Dell Visorは、先行する他社開発キットに比べ、デザイン面で洗練されている印象。他社開発キットは、いずれも眼鏡を付けたままでは被ることができなかったが、Dell VisorはOculus Riftに近いくらいのスペースが確保され「眼鏡によっては入る」と言う。IPD調整機能に関しては、他社製品と同じ、ソフトウェアによる微調整くらいとのことなので、この「眼鏡を付けたまま被れる」というのは、眼鏡が入るか入らないかを気にするVR好きには朗報と言える。
実際に私も眼鏡を付けたまま体験。無線が飛び交う東京ゲームショウの会場、さらにはデモ機ということで、多少の遅延などを感じる場面もあったが、外部センサーなしでVR空間を歩き、銃を握って撃つことに関しては違和感なく快適に行なえた。正直、部屋が狭い日本の住宅事情を考えると、このインサイドアウト方式によるVR体験はうれしいところ。
ただし、やはりケーブルはあるため、現状のケーブルの長さでは、歩ける範囲やケーブルのわずらわしさはVIVEやOculus Riftと変わない印象だ。また、レンズはLCDのため、OLEDであるVIVEなどよりも映像が白っぽく見えてしまうことも。映像をキレイに見せることに関しては、後発の製品に期待といった感じだ。
とはいえ、価格帯によっては、十分現状のPC用VRHMDの需要を侵食するだけの魅力がある。前面のディスプレー部を上に可動させるフリップ機能により、簡易的に現実世界を見ることができる機能などの使い勝手も良さそうだった。
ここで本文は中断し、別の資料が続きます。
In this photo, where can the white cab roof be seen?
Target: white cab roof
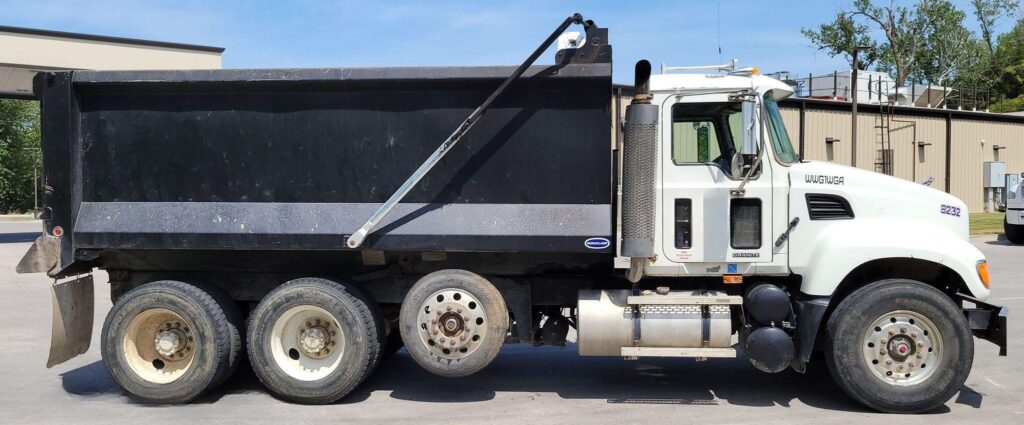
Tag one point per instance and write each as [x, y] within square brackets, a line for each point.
[682, 82]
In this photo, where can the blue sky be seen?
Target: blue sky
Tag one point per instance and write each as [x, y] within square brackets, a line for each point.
[321, 33]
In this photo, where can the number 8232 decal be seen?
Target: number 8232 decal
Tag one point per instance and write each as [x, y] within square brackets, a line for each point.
[949, 210]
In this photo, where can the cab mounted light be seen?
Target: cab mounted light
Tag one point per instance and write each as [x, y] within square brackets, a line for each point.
[982, 266]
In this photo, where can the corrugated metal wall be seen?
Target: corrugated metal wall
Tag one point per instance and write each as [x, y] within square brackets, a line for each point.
[973, 140]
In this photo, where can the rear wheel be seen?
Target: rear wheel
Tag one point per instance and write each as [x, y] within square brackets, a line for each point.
[899, 345]
[168, 342]
[454, 323]
[312, 340]
[1014, 232]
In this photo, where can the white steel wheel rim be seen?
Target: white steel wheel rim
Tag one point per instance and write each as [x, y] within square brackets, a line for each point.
[307, 343]
[902, 348]
[159, 345]
[452, 324]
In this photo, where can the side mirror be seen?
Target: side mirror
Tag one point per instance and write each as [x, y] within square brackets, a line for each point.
[751, 133]
[736, 167]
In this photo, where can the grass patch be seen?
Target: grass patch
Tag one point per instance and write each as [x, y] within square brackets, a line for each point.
[986, 223]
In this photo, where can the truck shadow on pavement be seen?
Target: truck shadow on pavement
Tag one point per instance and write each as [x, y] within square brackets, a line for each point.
[531, 371]
[18, 238]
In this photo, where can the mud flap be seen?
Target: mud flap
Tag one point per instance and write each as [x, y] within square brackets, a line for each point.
[71, 331]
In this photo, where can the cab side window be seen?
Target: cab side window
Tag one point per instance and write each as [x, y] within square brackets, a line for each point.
[706, 133]
[694, 141]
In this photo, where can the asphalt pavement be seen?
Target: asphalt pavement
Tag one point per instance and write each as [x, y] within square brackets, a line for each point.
[523, 385]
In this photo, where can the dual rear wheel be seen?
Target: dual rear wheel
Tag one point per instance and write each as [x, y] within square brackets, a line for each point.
[309, 340]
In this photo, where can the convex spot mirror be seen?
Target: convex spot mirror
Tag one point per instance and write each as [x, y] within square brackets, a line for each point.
[751, 143]
[736, 166]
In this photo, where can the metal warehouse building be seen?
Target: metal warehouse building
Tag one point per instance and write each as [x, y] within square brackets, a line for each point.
[26, 51]
[947, 145]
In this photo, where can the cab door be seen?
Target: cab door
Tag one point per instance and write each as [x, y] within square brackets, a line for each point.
[702, 220]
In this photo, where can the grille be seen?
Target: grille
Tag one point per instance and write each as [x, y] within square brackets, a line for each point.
[828, 207]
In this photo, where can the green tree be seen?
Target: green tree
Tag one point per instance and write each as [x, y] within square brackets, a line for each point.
[948, 47]
[1009, 62]
[988, 12]
[841, 36]
[904, 31]
[18, 154]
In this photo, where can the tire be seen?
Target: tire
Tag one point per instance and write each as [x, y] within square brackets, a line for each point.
[194, 330]
[313, 374]
[930, 338]
[451, 297]
[1014, 232]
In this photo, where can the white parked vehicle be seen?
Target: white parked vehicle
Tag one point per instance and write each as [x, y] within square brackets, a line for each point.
[218, 195]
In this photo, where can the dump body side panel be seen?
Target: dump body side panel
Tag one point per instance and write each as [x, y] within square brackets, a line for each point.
[296, 159]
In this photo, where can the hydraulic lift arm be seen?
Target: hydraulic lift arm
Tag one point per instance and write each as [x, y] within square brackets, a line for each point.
[355, 240]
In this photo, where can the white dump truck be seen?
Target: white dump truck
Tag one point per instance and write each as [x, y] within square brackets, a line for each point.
[309, 217]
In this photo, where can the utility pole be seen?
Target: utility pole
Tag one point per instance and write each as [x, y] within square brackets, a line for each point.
[853, 114]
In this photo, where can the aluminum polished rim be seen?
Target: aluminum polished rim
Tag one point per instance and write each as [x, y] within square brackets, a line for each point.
[159, 345]
[902, 348]
[452, 324]
[307, 343]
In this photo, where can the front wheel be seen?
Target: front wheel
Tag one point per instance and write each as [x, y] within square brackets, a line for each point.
[899, 345]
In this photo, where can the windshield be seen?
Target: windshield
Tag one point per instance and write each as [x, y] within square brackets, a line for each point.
[776, 130]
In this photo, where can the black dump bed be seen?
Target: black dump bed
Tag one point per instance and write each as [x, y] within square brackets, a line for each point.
[296, 160]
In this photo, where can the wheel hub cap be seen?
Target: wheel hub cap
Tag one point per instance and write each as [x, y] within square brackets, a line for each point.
[169, 342]
[452, 324]
[314, 340]
[902, 348]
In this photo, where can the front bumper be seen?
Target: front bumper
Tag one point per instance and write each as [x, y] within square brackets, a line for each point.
[987, 322]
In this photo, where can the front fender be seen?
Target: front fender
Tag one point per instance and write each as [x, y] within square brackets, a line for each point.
[835, 250]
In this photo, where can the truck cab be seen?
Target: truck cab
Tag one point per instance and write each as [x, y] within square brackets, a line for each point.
[734, 198]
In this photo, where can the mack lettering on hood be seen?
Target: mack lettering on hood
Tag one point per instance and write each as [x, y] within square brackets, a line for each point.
[823, 179]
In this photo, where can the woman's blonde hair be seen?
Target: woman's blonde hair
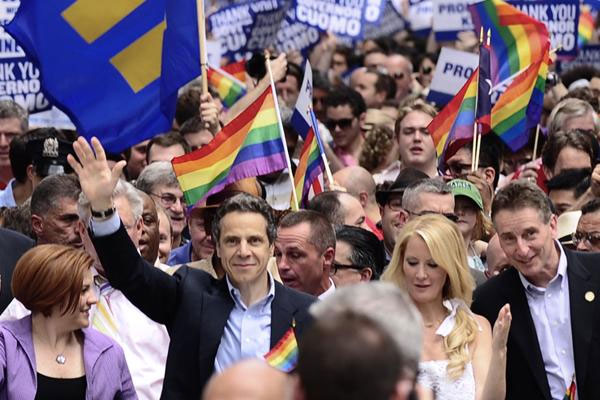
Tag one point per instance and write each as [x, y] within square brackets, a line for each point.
[446, 245]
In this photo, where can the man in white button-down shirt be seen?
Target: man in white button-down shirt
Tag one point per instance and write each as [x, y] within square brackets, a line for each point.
[552, 293]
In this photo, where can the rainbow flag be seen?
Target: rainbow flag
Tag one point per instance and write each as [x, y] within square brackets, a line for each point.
[586, 26]
[310, 166]
[228, 87]
[453, 126]
[517, 40]
[237, 70]
[519, 108]
[248, 146]
[284, 356]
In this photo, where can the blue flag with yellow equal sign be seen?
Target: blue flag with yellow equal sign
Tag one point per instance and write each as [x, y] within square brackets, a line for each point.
[114, 66]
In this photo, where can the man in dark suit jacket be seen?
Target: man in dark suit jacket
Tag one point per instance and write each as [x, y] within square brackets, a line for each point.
[12, 247]
[208, 320]
[554, 298]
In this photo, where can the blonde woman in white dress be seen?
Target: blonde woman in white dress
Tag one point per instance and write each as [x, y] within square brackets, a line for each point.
[461, 360]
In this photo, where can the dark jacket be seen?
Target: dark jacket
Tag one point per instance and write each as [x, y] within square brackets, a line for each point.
[525, 372]
[194, 307]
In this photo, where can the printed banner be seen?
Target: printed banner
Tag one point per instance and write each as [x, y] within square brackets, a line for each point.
[452, 70]
[451, 17]
[561, 18]
[341, 17]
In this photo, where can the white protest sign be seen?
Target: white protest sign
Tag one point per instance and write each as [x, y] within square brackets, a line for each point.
[20, 79]
[451, 17]
[452, 70]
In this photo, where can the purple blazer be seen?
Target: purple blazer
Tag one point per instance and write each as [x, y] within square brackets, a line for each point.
[106, 371]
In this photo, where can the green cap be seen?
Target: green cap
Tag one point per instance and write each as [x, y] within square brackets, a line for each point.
[460, 187]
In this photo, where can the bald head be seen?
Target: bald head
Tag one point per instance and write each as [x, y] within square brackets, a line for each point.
[248, 380]
[356, 180]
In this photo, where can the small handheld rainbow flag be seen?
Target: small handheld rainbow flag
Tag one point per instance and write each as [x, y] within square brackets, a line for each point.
[571, 390]
[228, 87]
[250, 145]
[519, 108]
[284, 356]
[517, 40]
[453, 126]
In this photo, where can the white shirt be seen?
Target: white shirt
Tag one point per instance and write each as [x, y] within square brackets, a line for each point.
[551, 314]
[144, 342]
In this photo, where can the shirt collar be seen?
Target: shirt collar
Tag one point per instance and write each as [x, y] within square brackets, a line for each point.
[560, 272]
[237, 296]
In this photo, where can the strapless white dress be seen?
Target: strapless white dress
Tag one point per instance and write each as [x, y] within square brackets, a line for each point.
[433, 375]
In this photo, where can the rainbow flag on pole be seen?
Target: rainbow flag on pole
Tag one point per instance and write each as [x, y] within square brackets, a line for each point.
[586, 26]
[284, 356]
[310, 166]
[519, 108]
[228, 87]
[453, 126]
[517, 40]
[248, 146]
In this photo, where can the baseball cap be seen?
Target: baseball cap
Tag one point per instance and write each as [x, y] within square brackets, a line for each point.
[461, 187]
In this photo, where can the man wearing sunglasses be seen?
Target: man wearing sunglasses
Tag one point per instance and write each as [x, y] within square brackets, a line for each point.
[345, 109]
[587, 235]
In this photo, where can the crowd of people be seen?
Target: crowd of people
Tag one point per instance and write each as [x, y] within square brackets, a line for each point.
[408, 277]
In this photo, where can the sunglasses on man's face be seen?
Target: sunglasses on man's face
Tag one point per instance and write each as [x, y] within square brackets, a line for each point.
[344, 123]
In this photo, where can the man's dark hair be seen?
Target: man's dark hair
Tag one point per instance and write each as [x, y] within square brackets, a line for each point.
[322, 235]
[329, 205]
[367, 249]
[569, 179]
[348, 357]
[168, 139]
[19, 158]
[521, 194]
[295, 71]
[51, 190]
[384, 83]
[343, 95]
[245, 203]
[579, 139]
[590, 207]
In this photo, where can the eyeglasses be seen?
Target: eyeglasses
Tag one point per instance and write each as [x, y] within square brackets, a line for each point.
[335, 267]
[592, 237]
[451, 216]
[342, 123]
[169, 199]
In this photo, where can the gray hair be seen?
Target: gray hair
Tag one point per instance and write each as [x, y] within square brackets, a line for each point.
[245, 203]
[157, 173]
[410, 198]
[124, 190]
[387, 305]
[567, 109]
[10, 109]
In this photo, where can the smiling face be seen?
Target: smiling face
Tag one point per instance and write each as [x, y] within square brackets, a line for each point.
[424, 278]
[244, 248]
[416, 145]
[528, 243]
ちなみに予約開始については、量販店で10月中旬、Dell.comで11月上旬とのことだが、出荷開始時期は早くて11月下旬くらいでは?とのこと。あくまで希望的観測なので、さらに遅くなる可能性はあるが、年内に手元に届く可能性はありそうだ。
また、東京ゲームショウのデルブースでは、Dell Visor以外に、Oculus RiftやHTCのVIVEを使ったVR体験コーナーが3つも用意されていた。中でも注目を集めていたのは、バーチャルライドサービスなどを手掛けるZWIFTのVR体験コーナー。
本サービスは、やはり汗が問題で正式サービスには至っていないという。完全防水や手入れが簡単に行なえるVRHMDが登場すれば、トレーニングジムなどで流行りそうな気がした。
そのほか、VRで楽しむFPSゲーム、ジョイスティックを使ったVRフライトシミュレーターなどの体験が行なえる。VRでのフライトシミュレーターは、あまりないので興味がある人はデルブースに足を運んでみるのもいいだろう。